Willy Eras

Personal information
- Full name: Willy Eras Sánchez
- Date of birth: 10 September 1980 (age 45)
- Place of birth: Costa Rica
- Height: 1.68 m (5 ft 6 in)
- Position: Midfielder

Team information
- Current team: Municipal Liberia

Senior career*
- Years: Team / Apps / (Gls)
- 2001–2010: Liberia Mia / 112 / (2)
- 2011: Barrio México / 7 / (0)
- 2011–2012: Puntarenas / 30 / (0)
- 2012: Herediano / 1 / (0)
- 2013–2014: Municipal Liberia

International career^{‡}
- 2007: Costa Rica / 2 / (0)

= Willy Eras =

Costa Rican footballer (born 1980)

Willy Eras Sánchez (born 10 September 1980) is a Costa Rican professional footballer who currently plays for Municipal Liberia.

==Club career==
Eras started his career at Liberia Mia, winning promotion with them to the top level Premier Division and clinching the 2009 winter title.
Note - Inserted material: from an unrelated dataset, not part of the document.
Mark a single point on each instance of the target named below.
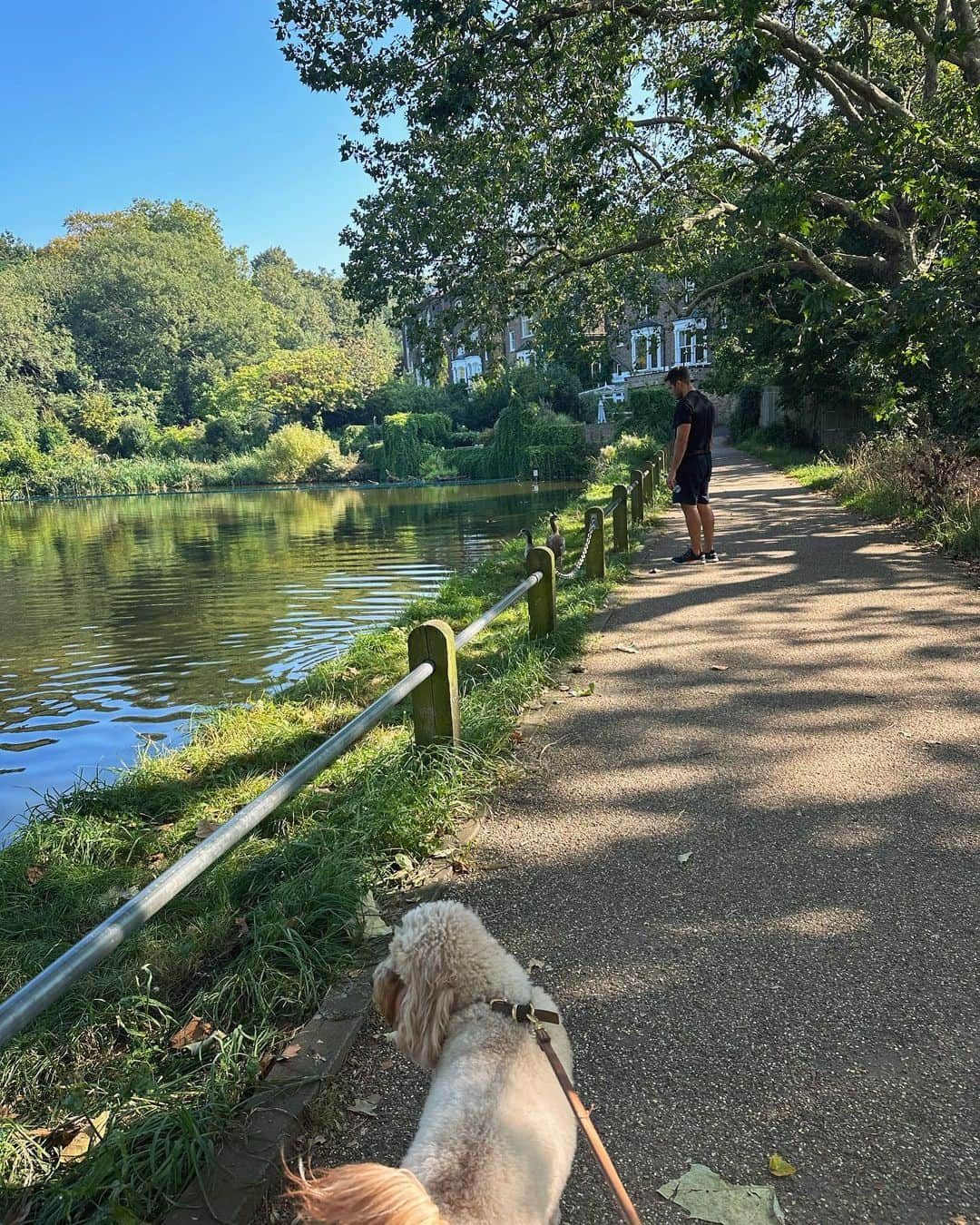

He later played for Barrio México, Puntarenas and Herediano.

In February 2013, Eras returned to then second division side Municipal Liberia.

==International career==
Eras has made two appearances for the Costa Rica national football team, his debut coming in a friendly against Peru on August 22, 2007 and his final international was on 12 September 2007 against Canada.